「用語」の問題としていえば、原丈人(はらじょうじ)氏が唱えている概念のことで、「株主資本主義」からの転換を誘っているそうである。
このブログでは、現代までの人類史で、資本主義が成立していたのは「江戸期から明治は日露戦争まで、と、敗戦後の混乱期+高度成長のはじまり時期までの日本だけ」だと捉えていて、欧米他の外国で、「資本主義(社会)」であったことなどないのではいか?とかんがえている。
唯一の例外は、わが国よりも早く「滅亡」して、似たような境遇の敗戦ドイツだけだろう。
ために、アイン・ランドがいった「資本主義とは未来のシステムである」に賛同している。
では、アインランドがイメージした「資本主義」とはどんなものか?と問えば、ほぼ「公益資本主義」のことをいい、ただしく資本主義社会を構築するには、構成員全員に高い「道徳性」があることを前提としているのである。
そのような道徳性を有した国民がいたのは、17世紀から19世紀末までの日本人と、生真面目なドイツ人しか地上に存在しなかった。
なので、原氏が付けた「公益」の文字そのものが不要なのはいうまでもなく、逆に、これまで「資本主義(社会)」だと信じ込まされてきたことが、「エセ」なのである。
ずいぶん前にも書いたが、そもそも「現代」を「資本主義(社会)」だと定義したのは、マルクス=エンゲルスであって、これらの不誠実な輩は、自分たちが勝手に「理想」と決めた「共産主義(社会)」から、空想上で演繹して現実にありもしないない「資本主義(社会)」を、これまた空想的に批判しただけであった。
そして、こうした空想を「科学的」社会主義だと強弁したのは病的である。
ここで、「資本主義とはどんな主義のことか?」ときかれて、「定義」を即答できるひとがほとんどいない、ということを確認したい。
じつは、資本主義に、一致したその成立理由の理論的解明もないのは、そんな主義が存在しないからである。
ちなみに、「定説」といわれる、マックス・ウェーバーの『プロテスタンティズムの倫理と資本主義の精神』は、日本人の若手学者によって「犯罪」として論破されている。
このマルクス=エンゲルスを源流(じつは、ジャン・ジャック・ルソーなる狂人だが)とする手品のような「理論」に、コロッと騙されたのが、世界のインテリゲンチャ(世間知らずの頭でっかち)であったから、次にカネも暇もある彼らがおおいに宣伝してあるかされ、あたかも現代の社会矛盾がぜんぶ「資本主義のせい」だと社会の洗脳にエネルギーを費やしたのである。
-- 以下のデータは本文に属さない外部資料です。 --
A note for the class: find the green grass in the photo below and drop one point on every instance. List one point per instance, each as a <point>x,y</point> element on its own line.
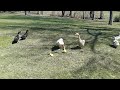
<point>29,59</point>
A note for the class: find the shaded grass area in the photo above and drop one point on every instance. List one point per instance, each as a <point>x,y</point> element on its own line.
<point>30,59</point>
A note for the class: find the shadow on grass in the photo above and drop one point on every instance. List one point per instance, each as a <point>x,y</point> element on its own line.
<point>97,67</point>
<point>96,35</point>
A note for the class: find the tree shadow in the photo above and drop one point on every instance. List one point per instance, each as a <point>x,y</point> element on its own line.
<point>96,35</point>
<point>94,65</point>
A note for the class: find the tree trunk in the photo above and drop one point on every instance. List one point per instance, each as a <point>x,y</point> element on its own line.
<point>25,12</point>
<point>101,14</point>
<point>83,15</point>
<point>110,18</point>
<point>38,12</point>
<point>42,12</point>
<point>70,15</point>
<point>63,13</point>
<point>93,15</point>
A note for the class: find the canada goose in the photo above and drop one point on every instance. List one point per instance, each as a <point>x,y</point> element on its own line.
<point>59,45</point>
<point>115,43</point>
<point>23,37</point>
<point>80,41</point>
<point>16,38</point>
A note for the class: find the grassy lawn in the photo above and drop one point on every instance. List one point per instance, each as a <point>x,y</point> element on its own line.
<point>29,59</point>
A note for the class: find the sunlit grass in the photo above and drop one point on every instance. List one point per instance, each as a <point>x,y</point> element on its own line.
<point>30,58</point>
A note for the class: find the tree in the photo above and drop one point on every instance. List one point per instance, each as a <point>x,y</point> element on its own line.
<point>92,14</point>
<point>70,14</point>
<point>110,18</point>
<point>25,12</point>
<point>63,13</point>
<point>83,15</point>
<point>37,12</point>
<point>42,12</point>
<point>101,14</point>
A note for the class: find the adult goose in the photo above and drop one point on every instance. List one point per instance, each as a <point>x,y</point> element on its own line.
<point>23,37</point>
<point>16,38</point>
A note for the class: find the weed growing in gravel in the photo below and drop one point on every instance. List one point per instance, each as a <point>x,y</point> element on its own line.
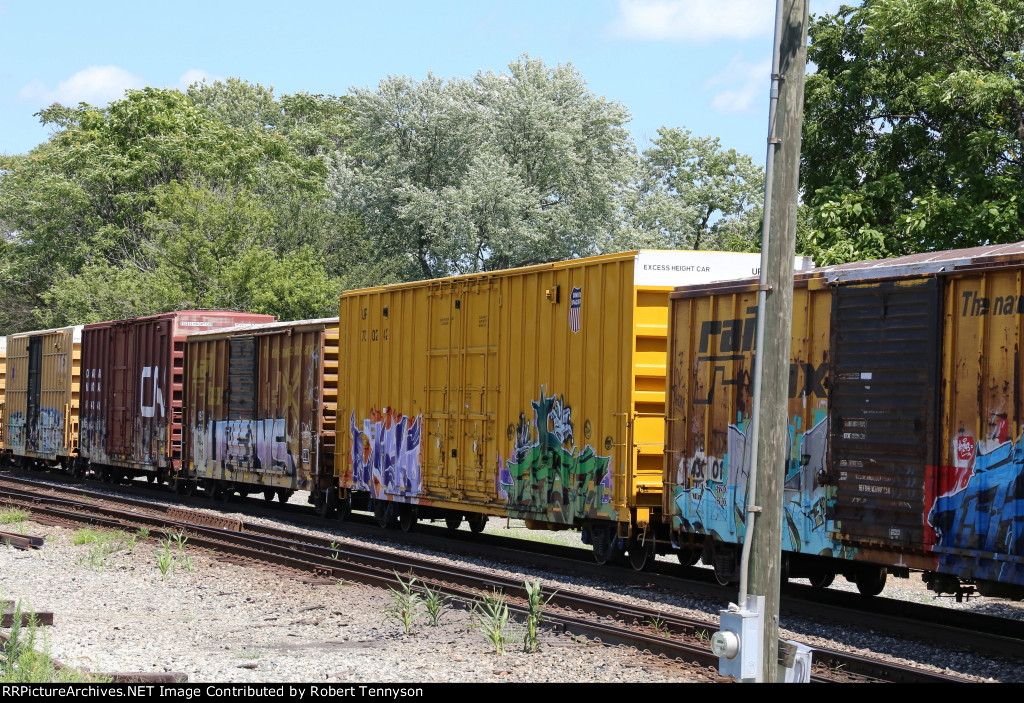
<point>434,602</point>
<point>171,554</point>
<point>165,559</point>
<point>101,543</point>
<point>492,617</point>
<point>9,516</point>
<point>536,603</point>
<point>20,662</point>
<point>408,604</point>
<point>658,624</point>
これを、革命家を名乗る権力亡者の詐欺師は「役に立つ白痴」といって、内心で軽蔑していたから、革命成就の折には、全員が「粛正」の対象となり唯物論のとおり「物」扱いされて「処分」されていったのである。
しかして、その矛盾だらけの現代世界とは、中世の気分のままの、強欲な者が勝てば官軍の未開社会のままであって、これをいまは「強欲資本主義」とかとうそぶいているのだが、そんなものは「資本主義ではない」のである。
ために、「保守」を装うことでビジネスにしている、「ビジネス保守」という詐欺師たちは、あたかも「左翼ではない」ことを偽装しているだけで、根っからの「役に立つ白痴」にほかならない。
だが、これらの者共が権力と結託して、社会を騙したした人為で、ほとんどの人々が、いまを、資本主義社会だと信じ込まされて、資本主義を憎むように教育されている。
まさに、感情をコントロールされているのである。
そして、やっぱり敗戦ドイツで先行したように、生真面目なドイツ人を「先進性=道徳」だと信じ込ませて、大量に移民を受け入れることを「国是」としたら、生真面目なドイツばかりの「ドイツ」という国が、内部崩壊して修復不可能になった。
これを、おなじ敗戦国のわが国でも強力に推進しているのが、参政党と日本保守党を除く全政党の一致した言動となっていることは注目に値する。
そんなわけだから、「日本がすごい」とか、「伝統と現代が融合している社会」とかと、ヨイショ動画にあふれているのは、日本人の日本は強固な結束力で、移民であろうがなにがあろうが決して壊れない、という大ウソの宣伝をやっているのである。
じつは、社会はガラスのようなものだから、一度壊れるともう元には戻らない。
それを承知で推進できるのは、後から責任のとりようがないこともしっているからである。